Wayne Honeycutt, the president and CEO of the Soil Health Institute, notes you when you increase carbon you are essentially “fluffing up” the soil to make it less dense and that allows its roots to penetrate the soil better.
One Ohio farmers sees conservation as a crop input.
“I did it for economic reasons. I was thinking if there’s not much money in farming, then it’s just as important to take a dollar off of input costs as it is for putting a dollar on,” Fred Yoder said.
The Commodity Futures Trading Commission recommends setting a carbon price.
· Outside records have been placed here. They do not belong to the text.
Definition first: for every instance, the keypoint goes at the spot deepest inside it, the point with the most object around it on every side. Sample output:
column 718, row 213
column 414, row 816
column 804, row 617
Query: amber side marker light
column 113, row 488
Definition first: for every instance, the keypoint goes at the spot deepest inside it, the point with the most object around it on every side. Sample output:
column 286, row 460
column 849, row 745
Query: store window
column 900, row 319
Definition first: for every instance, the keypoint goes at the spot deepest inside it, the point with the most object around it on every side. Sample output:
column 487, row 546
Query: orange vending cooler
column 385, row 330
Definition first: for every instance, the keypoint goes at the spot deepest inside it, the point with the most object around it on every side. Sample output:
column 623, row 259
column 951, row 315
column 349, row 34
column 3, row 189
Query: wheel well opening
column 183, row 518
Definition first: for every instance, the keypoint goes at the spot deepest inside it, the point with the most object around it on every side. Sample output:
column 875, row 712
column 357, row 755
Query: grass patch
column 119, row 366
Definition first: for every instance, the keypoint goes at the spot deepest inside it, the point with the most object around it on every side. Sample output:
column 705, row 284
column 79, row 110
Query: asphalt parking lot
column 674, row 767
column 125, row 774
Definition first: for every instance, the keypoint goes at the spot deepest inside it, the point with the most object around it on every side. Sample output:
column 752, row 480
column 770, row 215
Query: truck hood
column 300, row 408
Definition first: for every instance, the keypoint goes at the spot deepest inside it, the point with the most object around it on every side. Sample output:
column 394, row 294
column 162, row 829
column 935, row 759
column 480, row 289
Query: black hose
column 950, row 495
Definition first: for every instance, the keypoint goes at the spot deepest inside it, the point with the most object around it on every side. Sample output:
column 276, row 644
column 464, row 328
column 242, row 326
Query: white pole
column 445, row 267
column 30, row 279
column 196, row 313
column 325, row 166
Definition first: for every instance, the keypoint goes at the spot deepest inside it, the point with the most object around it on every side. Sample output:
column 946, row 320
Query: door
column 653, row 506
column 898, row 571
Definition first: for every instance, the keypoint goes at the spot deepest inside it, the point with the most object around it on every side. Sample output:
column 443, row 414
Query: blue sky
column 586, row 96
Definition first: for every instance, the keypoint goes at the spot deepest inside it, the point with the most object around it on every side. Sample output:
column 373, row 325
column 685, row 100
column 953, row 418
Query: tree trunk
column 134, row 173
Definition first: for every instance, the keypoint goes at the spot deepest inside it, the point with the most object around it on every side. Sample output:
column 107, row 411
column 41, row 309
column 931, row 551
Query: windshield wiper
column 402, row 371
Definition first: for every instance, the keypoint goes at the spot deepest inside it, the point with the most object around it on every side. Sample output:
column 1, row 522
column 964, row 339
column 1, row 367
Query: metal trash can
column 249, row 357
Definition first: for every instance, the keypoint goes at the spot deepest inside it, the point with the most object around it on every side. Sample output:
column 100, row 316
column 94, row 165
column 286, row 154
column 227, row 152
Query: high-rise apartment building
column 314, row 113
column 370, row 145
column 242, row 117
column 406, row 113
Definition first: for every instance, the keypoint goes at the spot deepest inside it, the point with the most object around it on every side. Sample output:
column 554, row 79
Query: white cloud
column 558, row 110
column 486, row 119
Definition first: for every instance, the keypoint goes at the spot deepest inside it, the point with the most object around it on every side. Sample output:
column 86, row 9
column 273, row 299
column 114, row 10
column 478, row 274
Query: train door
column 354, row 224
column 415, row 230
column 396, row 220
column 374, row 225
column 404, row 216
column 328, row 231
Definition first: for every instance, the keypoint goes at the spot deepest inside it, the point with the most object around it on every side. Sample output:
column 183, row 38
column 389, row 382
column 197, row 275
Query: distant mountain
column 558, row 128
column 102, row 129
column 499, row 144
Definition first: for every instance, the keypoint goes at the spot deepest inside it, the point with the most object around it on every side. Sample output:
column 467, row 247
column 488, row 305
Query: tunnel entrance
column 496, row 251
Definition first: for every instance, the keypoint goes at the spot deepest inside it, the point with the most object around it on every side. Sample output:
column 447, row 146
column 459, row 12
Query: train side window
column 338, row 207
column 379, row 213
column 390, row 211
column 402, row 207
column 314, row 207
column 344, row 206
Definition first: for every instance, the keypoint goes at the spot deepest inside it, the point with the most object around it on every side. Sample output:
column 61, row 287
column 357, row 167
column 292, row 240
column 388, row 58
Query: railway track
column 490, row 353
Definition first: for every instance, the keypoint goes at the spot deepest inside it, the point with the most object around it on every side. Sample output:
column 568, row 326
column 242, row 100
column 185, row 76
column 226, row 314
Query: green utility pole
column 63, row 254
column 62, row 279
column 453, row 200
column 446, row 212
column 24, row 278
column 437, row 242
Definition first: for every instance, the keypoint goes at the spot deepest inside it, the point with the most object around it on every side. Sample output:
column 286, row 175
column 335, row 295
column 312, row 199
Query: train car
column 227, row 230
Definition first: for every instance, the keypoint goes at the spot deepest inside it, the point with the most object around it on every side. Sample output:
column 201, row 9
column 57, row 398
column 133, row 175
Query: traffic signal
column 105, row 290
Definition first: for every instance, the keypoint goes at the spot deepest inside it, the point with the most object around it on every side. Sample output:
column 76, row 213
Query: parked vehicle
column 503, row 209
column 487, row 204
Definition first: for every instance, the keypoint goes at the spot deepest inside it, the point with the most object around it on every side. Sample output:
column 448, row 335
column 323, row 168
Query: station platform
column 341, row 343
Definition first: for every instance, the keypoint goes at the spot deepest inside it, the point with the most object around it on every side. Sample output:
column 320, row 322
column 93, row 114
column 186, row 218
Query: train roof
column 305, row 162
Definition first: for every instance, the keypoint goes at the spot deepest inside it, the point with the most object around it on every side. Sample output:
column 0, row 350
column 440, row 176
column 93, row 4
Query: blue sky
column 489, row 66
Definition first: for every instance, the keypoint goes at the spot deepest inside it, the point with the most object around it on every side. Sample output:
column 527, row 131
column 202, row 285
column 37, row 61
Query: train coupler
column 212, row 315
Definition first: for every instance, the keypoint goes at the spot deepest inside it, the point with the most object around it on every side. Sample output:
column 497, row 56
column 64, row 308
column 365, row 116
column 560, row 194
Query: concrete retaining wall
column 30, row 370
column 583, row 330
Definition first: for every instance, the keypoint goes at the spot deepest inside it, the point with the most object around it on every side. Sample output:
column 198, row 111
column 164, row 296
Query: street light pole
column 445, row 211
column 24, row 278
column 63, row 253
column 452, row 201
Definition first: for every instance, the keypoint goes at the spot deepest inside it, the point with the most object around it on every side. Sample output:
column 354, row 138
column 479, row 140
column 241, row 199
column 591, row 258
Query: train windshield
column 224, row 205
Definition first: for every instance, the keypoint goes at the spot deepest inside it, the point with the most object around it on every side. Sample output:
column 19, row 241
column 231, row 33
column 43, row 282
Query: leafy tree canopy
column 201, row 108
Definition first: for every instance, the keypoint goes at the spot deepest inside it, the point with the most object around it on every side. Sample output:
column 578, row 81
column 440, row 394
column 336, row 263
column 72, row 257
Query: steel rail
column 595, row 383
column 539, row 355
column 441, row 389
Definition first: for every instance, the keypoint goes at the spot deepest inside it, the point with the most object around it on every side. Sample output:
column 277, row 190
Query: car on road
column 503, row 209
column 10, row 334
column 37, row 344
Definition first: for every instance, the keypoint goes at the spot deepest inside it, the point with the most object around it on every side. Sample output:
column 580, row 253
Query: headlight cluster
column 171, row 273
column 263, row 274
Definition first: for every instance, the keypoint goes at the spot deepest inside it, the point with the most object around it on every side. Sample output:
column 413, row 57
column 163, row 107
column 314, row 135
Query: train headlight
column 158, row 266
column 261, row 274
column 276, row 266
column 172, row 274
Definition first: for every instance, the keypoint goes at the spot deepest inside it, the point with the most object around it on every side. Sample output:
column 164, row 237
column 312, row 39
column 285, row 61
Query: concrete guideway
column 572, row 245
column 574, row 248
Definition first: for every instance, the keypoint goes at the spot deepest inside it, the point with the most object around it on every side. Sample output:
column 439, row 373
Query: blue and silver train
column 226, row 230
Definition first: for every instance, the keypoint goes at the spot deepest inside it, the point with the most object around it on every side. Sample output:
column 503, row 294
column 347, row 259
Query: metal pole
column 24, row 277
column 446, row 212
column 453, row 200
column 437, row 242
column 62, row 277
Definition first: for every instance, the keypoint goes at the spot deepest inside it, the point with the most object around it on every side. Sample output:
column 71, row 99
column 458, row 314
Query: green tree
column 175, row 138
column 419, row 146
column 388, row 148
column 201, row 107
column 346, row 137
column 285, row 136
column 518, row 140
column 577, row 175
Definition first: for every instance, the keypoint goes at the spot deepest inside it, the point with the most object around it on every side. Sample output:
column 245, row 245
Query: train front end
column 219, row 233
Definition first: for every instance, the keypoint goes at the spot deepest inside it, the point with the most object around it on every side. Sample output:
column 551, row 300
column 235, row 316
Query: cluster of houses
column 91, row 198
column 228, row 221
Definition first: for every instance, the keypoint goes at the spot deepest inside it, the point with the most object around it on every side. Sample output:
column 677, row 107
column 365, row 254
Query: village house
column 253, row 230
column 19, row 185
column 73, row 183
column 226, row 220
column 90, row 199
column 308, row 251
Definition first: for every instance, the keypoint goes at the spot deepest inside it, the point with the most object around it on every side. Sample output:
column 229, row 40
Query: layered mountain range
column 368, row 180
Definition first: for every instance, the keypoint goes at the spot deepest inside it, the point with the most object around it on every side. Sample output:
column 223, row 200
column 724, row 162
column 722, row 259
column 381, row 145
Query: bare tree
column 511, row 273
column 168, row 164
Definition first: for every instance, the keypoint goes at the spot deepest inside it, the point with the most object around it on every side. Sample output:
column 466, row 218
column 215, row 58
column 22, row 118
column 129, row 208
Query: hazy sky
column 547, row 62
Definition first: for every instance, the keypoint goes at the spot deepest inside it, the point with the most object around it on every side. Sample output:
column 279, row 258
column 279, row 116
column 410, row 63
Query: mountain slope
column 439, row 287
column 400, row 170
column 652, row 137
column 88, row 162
Yoder agrees.
“We would have carbon sequestered like you’ve never seen before, especially if you decouple it from the price of the commodity,” he said. “In other worlds, make carbon another commodity, I think you will see a lot of farmers switch instead of the tillage system they are on now.”
The bipartisan Growing Climate Solutions Act would establish the framework for a new carbon market.
Indigo Agriculture’s Laura Wood Peterson says the bill establishes a third part certifier program, in addition to other things, that might feel like small steps.
“But they are clearly very big steps because of the bipartisan nature of the work these senators are leading,” she said.
She also notes that a federal tax credit already exists for carbon sequestration, but it is limited to manufacturing and energy producers.
“We think one idea is to advance a nature based climate solution through a transferable federal tax incentive modeled on Section 45Q of the tax code,” she said. “This is a policy tool, we think, whose time has come because of the technological advances we’ve talked about today, made actionable by the Growing Climate Solutions Act.”
Indigo Agriculture already has 7 million acres of farmland enrolled in its carbon program, but is hoping to see more farmers get involved in the carbon conversation.